No discussion of Barbie art could be complete without Argentinian artists Emiliano Paolini and Marianela Perelli’s series of Barbie and Ken dolls dressed up as religious figures. Their planned 2014 exhibition at POPA Gallery in Buenos Aires was canceled after it elicited backlash from religious figures, but the works found at least one pious fan. Matt Kennedy, director of Gallery 30 South in Pasadena, California, which exhibited the series in 2016 and 2019, says one of the artists’ hand-made “Virgen de Luján” Barbies eventually made its way into Pope Francis’s art collection.

Pool & Marianela, “Barbie: Virgen de Lujan (Our Lady of the Immaculate Conception),” plastic, MDF, acrylic in window box, 17 1/2 x 10 1/2 x 4 inches (©️ 2023 Pool y Marianela; image courtesy Gallery 30 South and Pop Sequentialism)

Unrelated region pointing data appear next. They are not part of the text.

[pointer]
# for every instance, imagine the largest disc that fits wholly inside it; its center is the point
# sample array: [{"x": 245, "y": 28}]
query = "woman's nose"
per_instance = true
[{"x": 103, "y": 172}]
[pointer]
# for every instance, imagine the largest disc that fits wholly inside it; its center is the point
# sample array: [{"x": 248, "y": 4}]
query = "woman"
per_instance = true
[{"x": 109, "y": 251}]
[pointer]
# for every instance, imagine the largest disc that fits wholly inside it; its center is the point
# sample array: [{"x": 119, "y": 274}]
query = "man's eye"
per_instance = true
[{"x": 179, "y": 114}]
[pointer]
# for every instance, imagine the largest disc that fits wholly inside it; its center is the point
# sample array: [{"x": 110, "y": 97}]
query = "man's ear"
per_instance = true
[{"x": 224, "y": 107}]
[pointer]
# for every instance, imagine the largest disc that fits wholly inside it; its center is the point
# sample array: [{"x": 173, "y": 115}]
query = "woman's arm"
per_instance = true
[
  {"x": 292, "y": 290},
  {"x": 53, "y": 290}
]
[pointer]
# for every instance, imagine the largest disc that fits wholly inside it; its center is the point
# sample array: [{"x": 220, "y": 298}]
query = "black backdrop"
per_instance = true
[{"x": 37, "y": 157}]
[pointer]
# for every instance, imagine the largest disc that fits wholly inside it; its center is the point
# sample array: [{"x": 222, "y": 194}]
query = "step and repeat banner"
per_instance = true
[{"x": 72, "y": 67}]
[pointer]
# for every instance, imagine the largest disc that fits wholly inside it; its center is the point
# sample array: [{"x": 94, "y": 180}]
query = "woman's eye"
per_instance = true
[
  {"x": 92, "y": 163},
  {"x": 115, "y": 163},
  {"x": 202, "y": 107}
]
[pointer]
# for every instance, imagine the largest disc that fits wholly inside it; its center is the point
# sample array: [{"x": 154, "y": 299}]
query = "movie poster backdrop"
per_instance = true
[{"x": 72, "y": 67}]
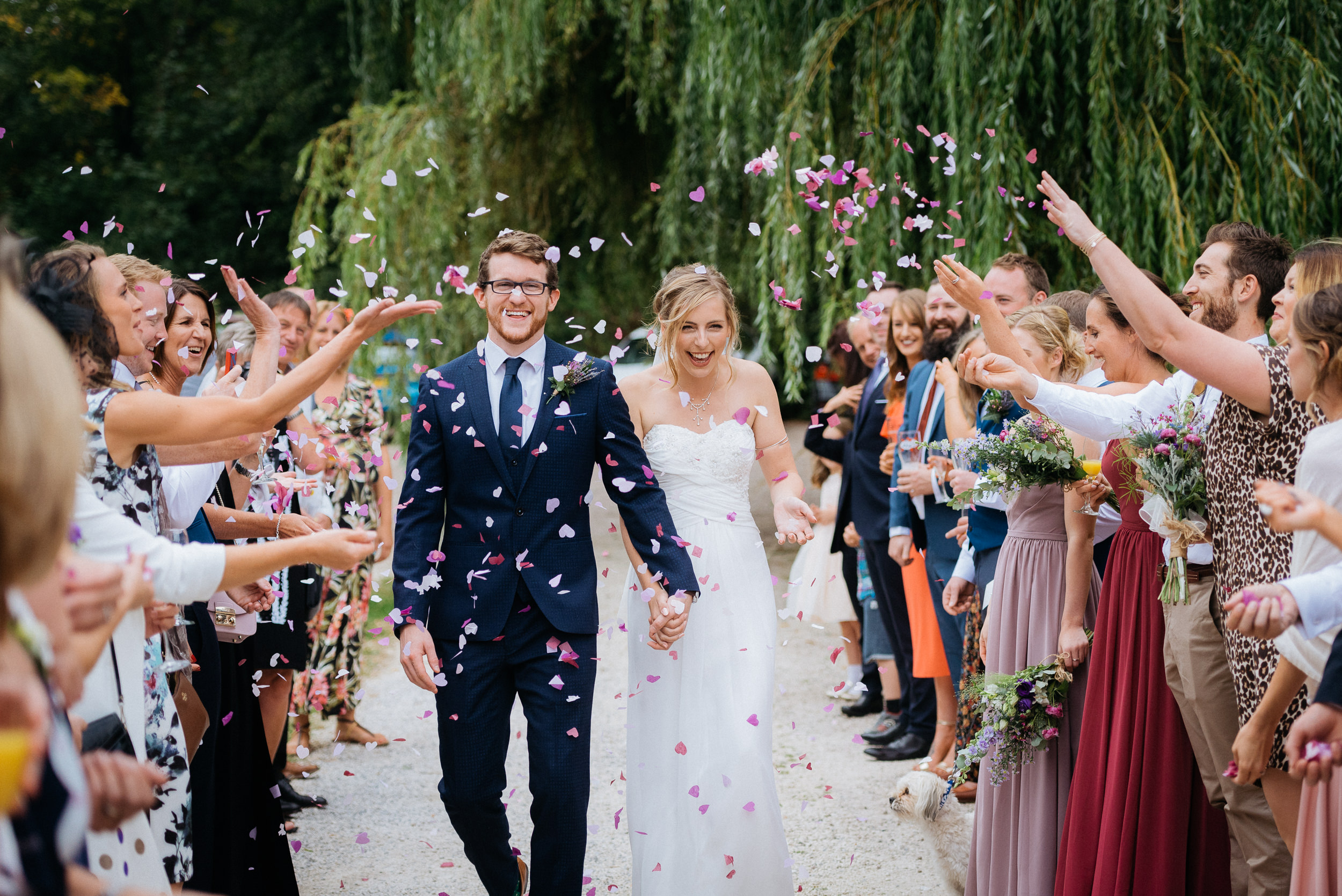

The start of the actors’ strike ended the press tour for the new film, but for now, Hollywood’s striking unions haven’t stated that watching the new film means crossing the picket line. Still, some artists have taken aim at Mattel recently: Stuart Semple launched a pink paint in defiance of the company’s trademark over Barbie’s characteristic pigment. Whether you’re skipping Barbie in protest of its mega-corporation backer or standing in line for the film as we speak, it’s worth remembering the ways in which the 64-year-old doll has cemented unattainable societal expectations into our general consciousness, and how artists have used Barbie to dismantle the very ideas she represents.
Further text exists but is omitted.